Mr. Ahmed has 40 cows and his inability to sell milk has affected his livelihood. He said that the cows are on the verge of starvation.
He said, “I don’t have the money to buy fodder for my 40 cows. I earn by selling milk, feed my family and cows. Now I am dumping 60 per cent of the milk produced every day.”
At the Lasipora Industrial Estate, the Zoom Zoom milk processing plant was purchasing 22,000 liters from dairy farmers before the recession. Today it has reduced to only 10,000 liters.
Shafat Shah, the owner of the dairy plant, said, “We buy milk and process it in the unit based on market demand. Since our sales have come down after the Corona curfew, we can reduce our purchases by 50-60 percent Are forced to limit. ” .

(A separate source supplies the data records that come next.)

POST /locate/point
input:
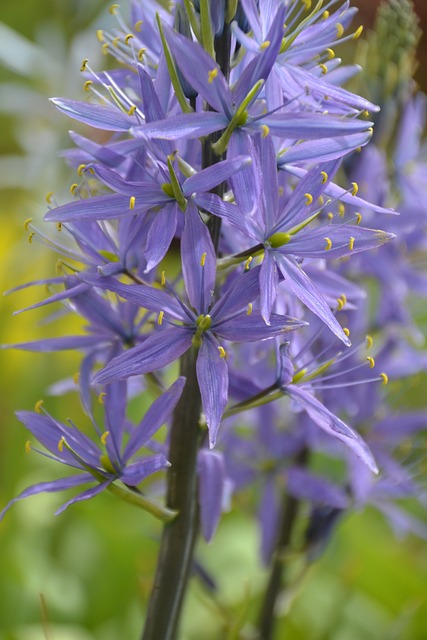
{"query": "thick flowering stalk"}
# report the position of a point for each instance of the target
(209, 223)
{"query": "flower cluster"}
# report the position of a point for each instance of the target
(217, 223)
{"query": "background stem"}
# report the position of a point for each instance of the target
(277, 580)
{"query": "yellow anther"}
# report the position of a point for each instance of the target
(371, 362)
(212, 75)
(38, 406)
(340, 29)
(358, 32)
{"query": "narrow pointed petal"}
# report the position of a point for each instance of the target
(211, 471)
(208, 178)
(252, 328)
(158, 350)
(306, 291)
(49, 487)
(198, 260)
(161, 234)
(332, 424)
(106, 118)
(187, 125)
(137, 472)
(200, 71)
(85, 495)
(212, 375)
(156, 415)
(268, 283)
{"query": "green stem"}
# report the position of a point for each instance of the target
(277, 580)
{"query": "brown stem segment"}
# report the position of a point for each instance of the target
(277, 579)
(179, 536)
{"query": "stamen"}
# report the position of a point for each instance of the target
(212, 75)
(38, 406)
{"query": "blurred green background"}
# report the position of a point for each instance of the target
(86, 574)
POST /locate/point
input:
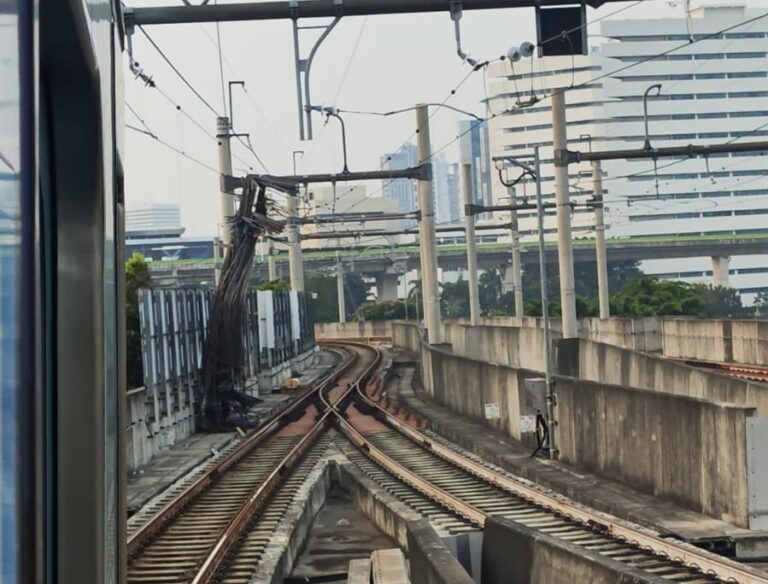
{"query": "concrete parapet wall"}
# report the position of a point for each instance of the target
(505, 345)
(750, 341)
(641, 334)
(737, 341)
(141, 442)
(467, 384)
(606, 363)
(353, 329)
(407, 336)
(515, 554)
(689, 450)
(697, 339)
(431, 562)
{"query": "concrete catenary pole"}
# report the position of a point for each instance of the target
(551, 426)
(517, 269)
(469, 230)
(428, 244)
(600, 255)
(227, 200)
(295, 260)
(216, 261)
(564, 243)
(271, 264)
(340, 288)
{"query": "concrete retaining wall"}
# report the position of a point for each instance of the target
(605, 363)
(468, 384)
(515, 554)
(641, 334)
(353, 329)
(738, 341)
(407, 336)
(431, 562)
(505, 345)
(691, 451)
(141, 443)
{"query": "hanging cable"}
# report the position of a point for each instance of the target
(178, 73)
(171, 147)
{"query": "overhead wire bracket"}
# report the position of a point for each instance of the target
(303, 66)
(456, 8)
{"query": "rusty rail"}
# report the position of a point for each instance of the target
(157, 523)
(738, 370)
(690, 555)
(239, 524)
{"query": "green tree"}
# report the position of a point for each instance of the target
(454, 299)
(649, 296)
(489, 290)
(326, 304)
(385, 310)
(275, 285)
(761, 304)
(136, 277)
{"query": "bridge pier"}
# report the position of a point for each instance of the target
(720, 268)
(386, 286)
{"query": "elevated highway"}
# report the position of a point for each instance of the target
(380, 261)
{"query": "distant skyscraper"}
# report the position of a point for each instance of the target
(402, 190)
(475, 150)
(712, 92)
(155, 220)
(446, 190)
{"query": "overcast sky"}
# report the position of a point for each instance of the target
(377, 63)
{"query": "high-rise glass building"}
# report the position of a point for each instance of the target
(475, 150)
(152, 221)
(713, 90)
(402, 190)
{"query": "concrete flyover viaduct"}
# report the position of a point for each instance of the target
(386, 263)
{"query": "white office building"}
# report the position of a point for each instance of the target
(154, 220)
(712, 91)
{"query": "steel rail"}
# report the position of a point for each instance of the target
(238, 525)
(151, 528)
(690, 555)
(739, 370)
(462, 509)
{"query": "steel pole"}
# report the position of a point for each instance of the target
(564, 243)
(545, 311)
(517, 266)
(469, 230)
(226, 200)
(286, 9)
(271, 264)
(340, 289)
(429, 280)
(295, 260)
(216, 261)
(600, 253)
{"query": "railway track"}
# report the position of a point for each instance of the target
(204, 523)
(221, 530)
(747, 372)
(474, 492)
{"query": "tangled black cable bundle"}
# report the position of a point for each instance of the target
(224, 350)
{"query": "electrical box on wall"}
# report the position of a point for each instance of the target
(561, 30)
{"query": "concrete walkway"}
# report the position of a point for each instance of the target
(170, 465)
(583, 487)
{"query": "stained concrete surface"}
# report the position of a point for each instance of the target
(584, 487)
(170, 465)
(340, 533)
(177, 460)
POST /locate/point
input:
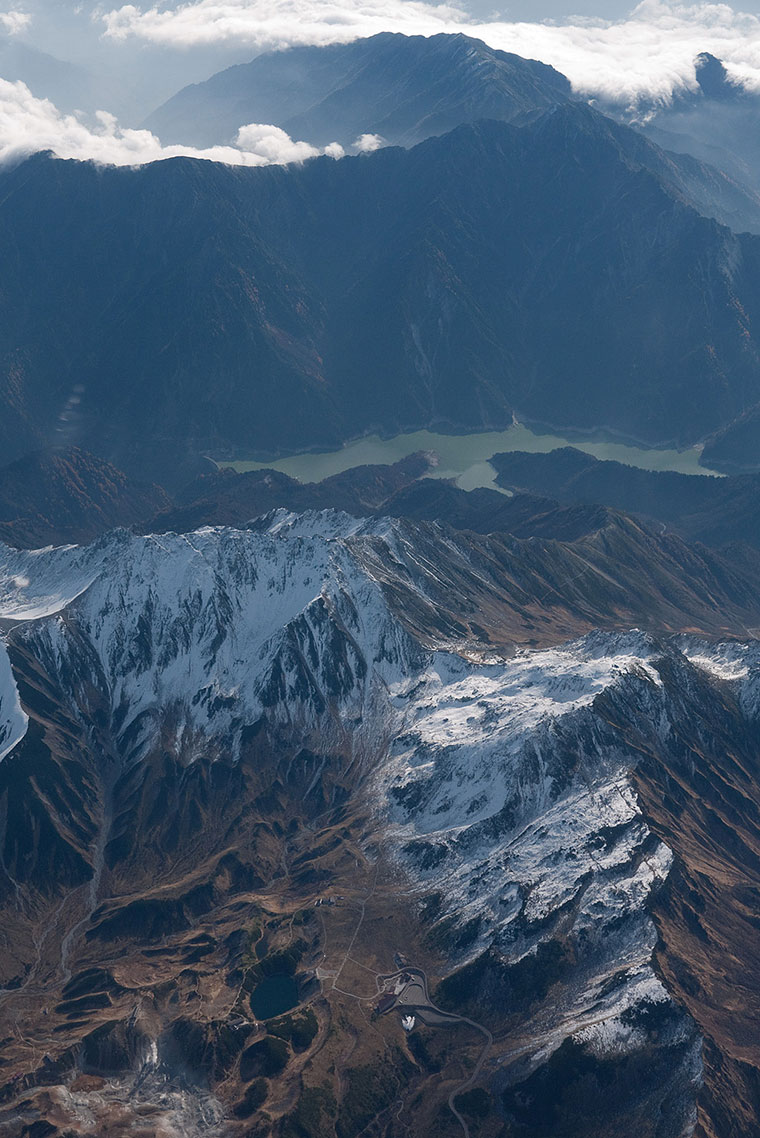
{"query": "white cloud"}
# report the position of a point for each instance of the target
(277, 23)
(365, 143)
(29, 124)
(651, 51)
(14, 22)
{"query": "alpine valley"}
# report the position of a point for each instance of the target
(376, 807)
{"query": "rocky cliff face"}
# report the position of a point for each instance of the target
(204, 735)
(287, 308)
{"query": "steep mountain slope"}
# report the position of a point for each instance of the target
(205, 735)
(717, 122)
(713, 510)
(403, 88)
(282, 308)
(67, 495)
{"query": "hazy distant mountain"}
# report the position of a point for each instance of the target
(718, 122)
(403, 88)
(68, 85)
(539, 269)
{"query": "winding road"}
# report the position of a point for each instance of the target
(435, 1017)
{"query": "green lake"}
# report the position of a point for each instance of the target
(464, 458)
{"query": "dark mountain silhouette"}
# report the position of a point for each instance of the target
(542, 267)
(68, 495)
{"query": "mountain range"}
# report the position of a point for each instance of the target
(204, 735)
(286, 308)
(401, 88)
(374, 807)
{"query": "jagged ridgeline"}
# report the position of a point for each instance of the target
(249, 775)
(564, 269)
(373, 807)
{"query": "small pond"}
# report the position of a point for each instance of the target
(274, 996)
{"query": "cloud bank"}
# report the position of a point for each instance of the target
(14, 22)
(646, 55)
(29, 124)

Dozens of farmers who were away from various dairy plants decided to throw the milk and empty pots into a rivulet. Farmers say that throwing milk is painful but they have no option left.
Zahoor Ahmed said, “We do not know how we and our cows will survive in such a situation. We appeal to the governor to intervene and save us and our cows.”
Farmers say educated youth have chosen dairy farming as a means of employment, but many are selling their cows due to lockdown and lack of access to the market.
“I spent more than 300 rupees a day to feed a cow. If I can’t sell milk then how can I feed it. I have taken a loan from a bank and set up my dairy farm. The government should intervene And should come to our rescue, ”said dairy farmer Sajjad Ahmed.